The opinion of the court was delivered by: TROUTMAN
Following a four-day trial, a jury awarded damages to the minor plaintiff in the amount of twenty thousand dollars for injuries resulting from an attack upon her by defendants' dog. Plaintiffs now move to amend the judgment in accordance with Pa.R.Civ.P. 238 (Rule 238), which provides in relevant part that where defendant unreasonably refuses a settlement offer
(a) in an action seeking monetary relief for bodily injury ... the court ... shall (1) add to the amount of compensatory damages in the ... verdict of the jury ... damages for delay at ten (10) percent ... which shall become part of the verdict. (emphasis added)
See also Fed.R.Civ.P. 59(e). Defendants resist the motion on the theory that the provisions of Rule 238 are "procedural guidelines" and therefore "inapplicable" in a federal court.
Pennsylvania's Rule 238 seeks to encourage the prompt and equitable settlement of claims for personal injuries by imposing upon the defendant the obligation to engage in good faith settlement negotiations. The rule enhances plaintiff's right to be compensated promptly without resort to the full spectrum of lengthy and costly litigation. Where a plaintiff's ultimate recovery exceeds one hundred twenty-five percent of a reasonable demand Rule 238 penalizes defendants with interest at ten percent, which accrues from the date of the refusal to settle. See Marrazzo v. Scranton Nehi Bottling Co., 438 Pa. 72, 76, 263 A.2d 336 (1970). Section (e) of the rule further delineates a number of conditions which must be satisfied prior to the award of additional damages for delay. The parties do not dispute that these prerequisites for recovery have been met.

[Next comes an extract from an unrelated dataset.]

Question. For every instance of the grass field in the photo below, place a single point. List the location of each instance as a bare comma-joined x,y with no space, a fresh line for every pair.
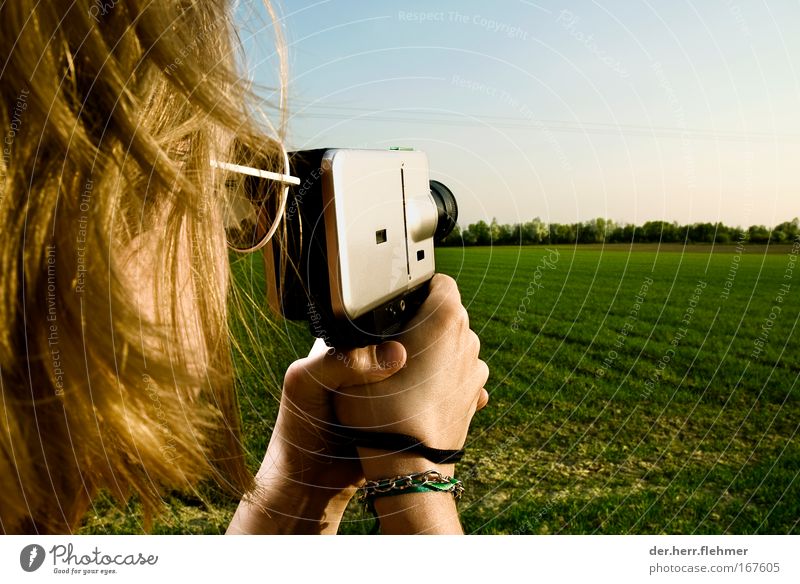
633,390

Whether Rule 238 applies to diversity actions requires reference to the doctrine of Erie Railroad Co. v. Tompkins, 304 U.S. 64, 58 S. Ct. 817, 82 L. Ed. 1188 (1938) and its progeny. In Hanna v. Plumer, 380 U.S. 460, 467, 85 S. Ct. 1136, 1141, 14 L. Ed. 2d 8 (1965), the court directed that
(choices) between state and federal law (should) be made, not by application of any automatic, "litmus paper' criterion, but rather by reference to the policies underlying Erie.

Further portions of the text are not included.